Les
Évangiles
présentent clairement la position de Notre Seigneur Jésus-Christ à l’égard de
la foi juive et du pharisaïsme. Notre Seigneur ne se présente ni comme un
conservateur ni comme un fondateur de religion innovante. Comme l’ont bien
souligné certains critiques, il ne se revendique pas comme porteur d’une
nouvelle religion. Mais de manière un peu hâtive, ils en concluent à tort que le
christianisme n’est pas son œuvre. Il aurait été conçu et développé de manière
consciente ou non par les chrétiens eux-mêmes. Il serait ainsi un mouvement
judaïque qui aurait évolué selon les besoins des fidèles ou en se confrontant
au paganisme et à l’hellénisme.
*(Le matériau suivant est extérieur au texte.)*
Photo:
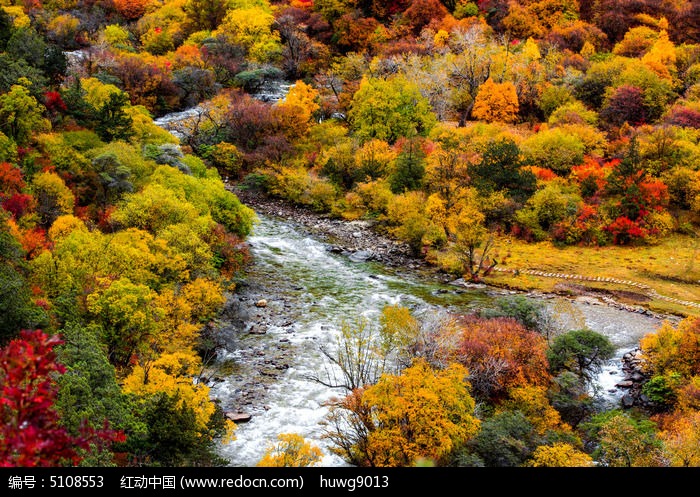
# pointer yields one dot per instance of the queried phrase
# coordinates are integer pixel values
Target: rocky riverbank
(258, 326)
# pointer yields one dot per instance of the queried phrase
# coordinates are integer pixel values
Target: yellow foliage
(64, 226)
(681, 438)
(206, 298)
(559, 455)
(291, 451)
(303, 100)
(420, 414)
(173, 373)
(661, 57)
(97, 92)
(496, 102)
(441, 38)
(673, 349)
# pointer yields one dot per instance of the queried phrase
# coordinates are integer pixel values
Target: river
(309, 291)
(315, 290)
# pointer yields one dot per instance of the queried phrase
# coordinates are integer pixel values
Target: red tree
(30, 430)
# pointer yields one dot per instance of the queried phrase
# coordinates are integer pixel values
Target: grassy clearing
(672, 268)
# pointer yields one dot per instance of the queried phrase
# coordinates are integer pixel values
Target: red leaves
(30, 430)
(624, 231)
(18, 204)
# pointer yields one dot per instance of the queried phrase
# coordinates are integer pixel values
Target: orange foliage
(543, 173)
(187, 55)
(593, 172)
(302, 4)
(33, 240)
(10, 178)
(496, 102)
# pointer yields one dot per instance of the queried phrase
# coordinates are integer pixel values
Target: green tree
(89, 392)
(623, 441)
(21, 115)
(421, 414)
(112, 120)
(17, 310)
(409, 168)
(583, 352)
(389, 109)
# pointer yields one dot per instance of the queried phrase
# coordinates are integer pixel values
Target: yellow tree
(291, 451)
(496, 102)
(559, 455)
(252, 28)
(303, 99)
(421, 414)
(681, 438)
(532, 401)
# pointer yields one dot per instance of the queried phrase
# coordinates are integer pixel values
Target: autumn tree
(131, 9)
(500, 354)
(32, 432)
(389, 109)
(21, 114)
(421, 414)
(205, 15)
(290, 451)
(17, 310)
(501, 168)
(53, 197)
(680, 434)
(623, 441)
(559, 455)
(89, 393)
(496, 102)
(583, 352)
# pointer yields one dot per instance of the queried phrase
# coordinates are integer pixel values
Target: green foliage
(17, 310)
(501, 168)
(553, 149)
(529, 312)
(89, 391)
(624, 441)
(408, 170)
(663, 389)
(21, 115)
(173, 437)
(581, 351)
(389, 109)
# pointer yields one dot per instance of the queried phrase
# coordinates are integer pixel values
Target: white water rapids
(330, 288)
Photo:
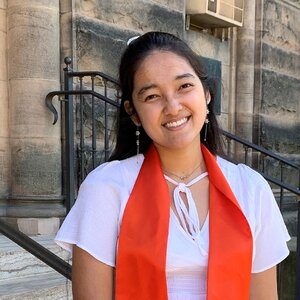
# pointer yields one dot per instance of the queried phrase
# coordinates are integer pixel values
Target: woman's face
(169, 100)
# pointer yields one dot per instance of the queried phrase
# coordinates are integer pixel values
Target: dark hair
(131, 59)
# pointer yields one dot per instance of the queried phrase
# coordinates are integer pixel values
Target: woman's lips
(177, 123)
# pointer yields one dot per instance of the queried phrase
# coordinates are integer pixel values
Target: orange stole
(141, 259)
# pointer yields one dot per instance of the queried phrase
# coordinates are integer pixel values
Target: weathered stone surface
(135, 15)
(34, 226)
(29, 116)
(3, 109)
(2, 20)
(36, 168)
(4, 168)
(173, 4)
(281, 137)
(206, 45)
(99, 45)
(280, 96)
(23, 276)
(281, 61)
(33, 41)
(3, 4)
(3, 57)
(281, 25)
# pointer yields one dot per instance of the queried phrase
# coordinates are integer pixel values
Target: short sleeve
(92, 223)
(270, 232)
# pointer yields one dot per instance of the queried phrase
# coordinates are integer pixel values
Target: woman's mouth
(175, 124)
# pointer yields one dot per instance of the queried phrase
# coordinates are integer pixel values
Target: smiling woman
(175, 221)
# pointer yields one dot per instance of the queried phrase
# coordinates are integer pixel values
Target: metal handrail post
(298, 255)
(69, 132)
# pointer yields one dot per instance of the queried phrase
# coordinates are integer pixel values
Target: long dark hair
(131, 59)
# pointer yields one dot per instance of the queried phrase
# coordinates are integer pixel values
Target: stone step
(15, 262)
(46, 286)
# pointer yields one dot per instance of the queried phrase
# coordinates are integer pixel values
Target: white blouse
(94, 221)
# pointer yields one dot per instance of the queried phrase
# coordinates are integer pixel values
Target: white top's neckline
(188, 215)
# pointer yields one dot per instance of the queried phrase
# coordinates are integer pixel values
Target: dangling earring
(137, 134)
(206, 124)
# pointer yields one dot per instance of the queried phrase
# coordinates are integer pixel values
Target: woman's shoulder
(115, 172)
(241, 174)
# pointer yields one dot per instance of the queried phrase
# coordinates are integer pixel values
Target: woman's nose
(172, 105)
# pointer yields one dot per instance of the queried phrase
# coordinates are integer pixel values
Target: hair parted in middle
(133, 56)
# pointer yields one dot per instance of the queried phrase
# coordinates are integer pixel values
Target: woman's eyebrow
(151, 86)
(145, 88)
(185, 75)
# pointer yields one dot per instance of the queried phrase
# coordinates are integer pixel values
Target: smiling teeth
(176, 124)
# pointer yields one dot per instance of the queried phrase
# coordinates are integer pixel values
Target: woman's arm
(91, 279)
(264, 285)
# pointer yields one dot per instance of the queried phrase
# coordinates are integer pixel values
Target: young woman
(170, 217)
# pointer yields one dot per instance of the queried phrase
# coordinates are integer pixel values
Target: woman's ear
(131, 112)
(207, 97)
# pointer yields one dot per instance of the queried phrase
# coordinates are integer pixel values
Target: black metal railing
(86, 155)
(287, 180)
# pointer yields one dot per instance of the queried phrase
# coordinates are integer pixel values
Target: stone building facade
(260, 67)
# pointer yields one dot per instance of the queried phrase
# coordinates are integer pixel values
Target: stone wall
(33, 70)
(280, 86)
(4, 131)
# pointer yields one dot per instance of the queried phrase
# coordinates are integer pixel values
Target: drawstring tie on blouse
(188, 216)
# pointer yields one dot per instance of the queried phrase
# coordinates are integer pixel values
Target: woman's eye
(151, 97)
(186, 85)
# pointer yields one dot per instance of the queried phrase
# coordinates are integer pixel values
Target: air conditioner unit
(215, 13)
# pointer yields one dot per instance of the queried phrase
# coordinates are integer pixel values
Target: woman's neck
(182, 162)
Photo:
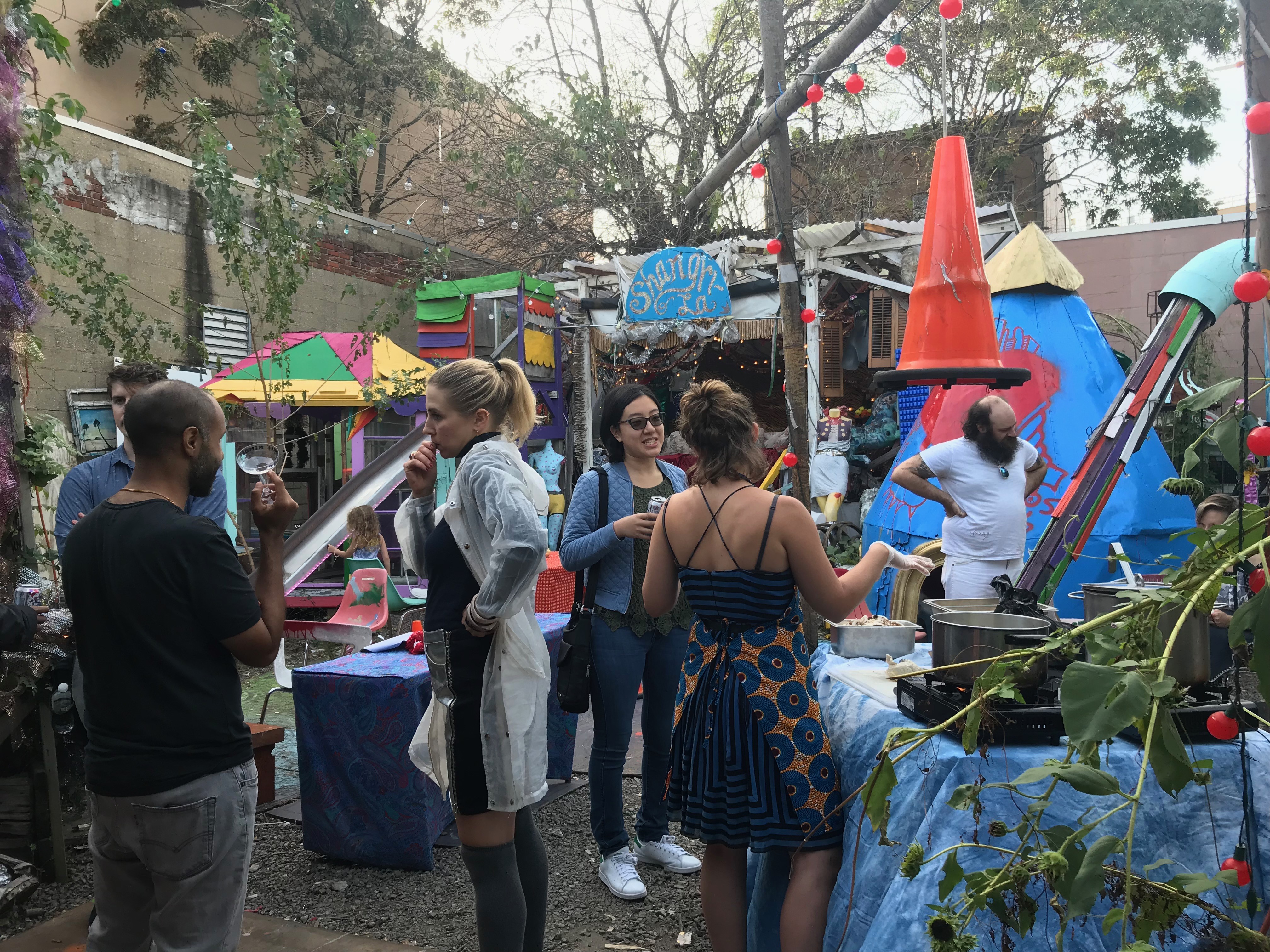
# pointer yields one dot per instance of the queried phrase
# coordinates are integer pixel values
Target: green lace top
(637, 619)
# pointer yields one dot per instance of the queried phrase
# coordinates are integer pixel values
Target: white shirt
(995, 525)
(495, 502)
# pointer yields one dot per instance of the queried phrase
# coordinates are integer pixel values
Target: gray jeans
(172, 867)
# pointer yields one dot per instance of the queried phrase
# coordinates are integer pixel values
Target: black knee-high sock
(500, 900)
(531, 862)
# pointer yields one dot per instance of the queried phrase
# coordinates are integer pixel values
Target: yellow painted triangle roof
(1032, 259)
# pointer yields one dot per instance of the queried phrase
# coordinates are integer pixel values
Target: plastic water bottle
(64, 709)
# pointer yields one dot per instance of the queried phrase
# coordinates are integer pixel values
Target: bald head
(990, 423)
(159, 417)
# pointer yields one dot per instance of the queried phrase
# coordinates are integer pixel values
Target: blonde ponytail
(497, 386)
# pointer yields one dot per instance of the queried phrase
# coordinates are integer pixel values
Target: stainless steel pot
(1189, 662)
(971, 637)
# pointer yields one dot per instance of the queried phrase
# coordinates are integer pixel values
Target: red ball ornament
(1258, 118)
(1251, 287)
(1243, 871)
(1222, 727)
(1259, 441)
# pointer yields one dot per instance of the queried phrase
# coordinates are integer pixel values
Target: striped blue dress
(750, 760)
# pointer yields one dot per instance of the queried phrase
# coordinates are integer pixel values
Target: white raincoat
(493, 509)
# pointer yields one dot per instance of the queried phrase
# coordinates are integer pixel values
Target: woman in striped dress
(751, 765)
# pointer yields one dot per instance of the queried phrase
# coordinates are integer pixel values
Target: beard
(998, 452)
(203, 474)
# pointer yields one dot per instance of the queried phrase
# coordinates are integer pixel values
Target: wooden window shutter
(882, 331)
(831, 360)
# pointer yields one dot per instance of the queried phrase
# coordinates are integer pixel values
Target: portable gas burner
(1038, 719)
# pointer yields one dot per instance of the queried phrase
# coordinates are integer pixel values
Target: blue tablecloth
(888, 912)
(361, 798)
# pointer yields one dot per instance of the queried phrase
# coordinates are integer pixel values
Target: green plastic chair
(395, 602)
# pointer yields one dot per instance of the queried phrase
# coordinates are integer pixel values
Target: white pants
(972, 578)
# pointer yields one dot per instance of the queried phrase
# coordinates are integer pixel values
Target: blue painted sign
(679, 285)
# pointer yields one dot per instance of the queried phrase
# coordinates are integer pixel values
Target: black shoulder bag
(573, 668)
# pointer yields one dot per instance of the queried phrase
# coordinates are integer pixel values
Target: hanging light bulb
(855, 83)
(897, 55)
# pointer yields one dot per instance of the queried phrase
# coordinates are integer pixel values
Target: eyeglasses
(639, 423)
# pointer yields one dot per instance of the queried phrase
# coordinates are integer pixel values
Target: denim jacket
(587, 541)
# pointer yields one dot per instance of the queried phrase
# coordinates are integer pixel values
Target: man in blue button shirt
(101, 478)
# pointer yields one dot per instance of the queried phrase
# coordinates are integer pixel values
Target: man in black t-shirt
(162, 611)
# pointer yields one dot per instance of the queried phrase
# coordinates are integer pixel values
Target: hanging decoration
(1258, 120)
(855, 83)
(897, 55)
(1251, 286)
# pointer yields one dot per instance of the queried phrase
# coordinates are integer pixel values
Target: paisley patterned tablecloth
(361, 798)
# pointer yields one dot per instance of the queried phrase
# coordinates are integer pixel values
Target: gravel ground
(435, 910)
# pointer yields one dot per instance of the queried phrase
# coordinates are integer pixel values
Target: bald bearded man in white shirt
(985, 478)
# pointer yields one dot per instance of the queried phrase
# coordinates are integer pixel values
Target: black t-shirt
(154, 593)
(451, 586)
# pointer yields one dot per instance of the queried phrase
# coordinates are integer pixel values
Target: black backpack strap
(583, 594)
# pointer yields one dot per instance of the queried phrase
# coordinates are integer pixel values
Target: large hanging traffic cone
(950, 337)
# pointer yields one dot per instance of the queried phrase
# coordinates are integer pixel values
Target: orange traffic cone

Pour s’opposer à une telle erreur, il est
nécessaire de revenir au temps où le christianisme s’est affirmé devant le
judaïsme.
Rappel
de nos précédents articles
La Transfiguration du Christ
Duccio di Buoninsegna
|
En
refusant Notre Seigneur Jésus-Christ et les signes qui témoignent de sa mission,
les Juifs ont rompu avec une histoire dont ils étaient pourtant les porteurs. Ils ont
fait sécession. Ils se sont séparés de Dieu. Ancrés dans leur certitude, ils
sont demeurés aveugles et fermés à toute pénitence et conversion. Ils ont
refusé la Parole de Dieu et persécuté les chrétiens, croyant anéantir une œuvre
humaine.
Cependant,
conformément aux ordres de Notre Seigneur Jésus-Christ et à leurs privilèges de
peuple de Dieu, les Apôtres ont d’abord apporté la bonne nouvelle aux Juifs,
obtenant alors de nombreuses conversions. Mais conduits par la Providence et les
circonstances souvent miraculeuses, les Apôtres l’enseignent également aux
Gentils, réalisant ainsi les prophéties sur la vocation des nations ...
Le
christianisme n’est pas une invention destinée à répondre aux attentes des hommes ou à satisfaire leurs besoins mais il est
véritablement une œuvre divine dont les hommes ont besoin pour répondre à de
nouvelles nécessités, introduites par Dieu Lui-même selon un plan déterminé. Certes, en
un sens, nous pouvons dire que le christianisme répond aux nouveaux besoins du
genre humain, mais contrairement aux affirmations erronées de certaines thèses,
ces besoins ne sont pas commandés par l’homme mais par Dieu. Le temps
nouveau nécessite un esprit nouveau. Ainsi l’homme doit s’adapter à cet esprit
et se convertir au christianisme qui répond parfaitement à cet esprit. Notre Seigneur Jésus-Christ a fondé le christianisme pour fournir à
ses fidèles les moyens efficaces pour s’unir à Dieu selon la propre volonté
divine.
Dans
les articles précédents, nous avons rappelé l’enseignement des Apôtres sur la
« continuité » et la
« nouveauté » du christianisme
et décrit leurs positions sur le « judaïsme »,
nous allons désormais nous intéresser à
l’enseignement des Pères apostoliques, c’est-à-dire des disciples des Apôtres.
Les
Pères apostoliques
Les
Pères apostoliques ont connu les Apôtres. Ils les ont suivis alors que le
judaïsme se construisait et que le christianisme quittait définitivement les
synagogues. Leurs textes nous apprennent alors ce que l’Église chrétienne
confessait entre les années 100 et 150. Ils représentent la première génération
de chrétiens.
Nous
comptons aujourd'hui huit Pères apostoliques :
- Saint Clément de Rome, pape et auteur de deux lettres qu’il a écrites aux Corinthiens ;
- Hermas, l’auteur d’une œuvre étrange intitulée le Pasteur ;
- Saint Ignace, évêque d’Antioche, auteurs de nombreuses épîtres aux Magnésiens, aux Smyrniotes, aux Philadelphiens, à Polycarpe, évêque de Smyrne ;
- Papias dont nous n’avons que des fragments d’un traité ;
- l'auteur de la Didaché, dite encore la Doctrine des douze Apôtres, un auteur qu’on croyait autrefois être Saint Barnabé ;
- Polycarpe dont nous avons son Martyre.
Ce
ne sont pas des auteurs inspirés. Ce ne sont pas non plus de brillants
théologiens. A part Saint Ignace d’Antioche, ce ne sont pas de grands penseurs.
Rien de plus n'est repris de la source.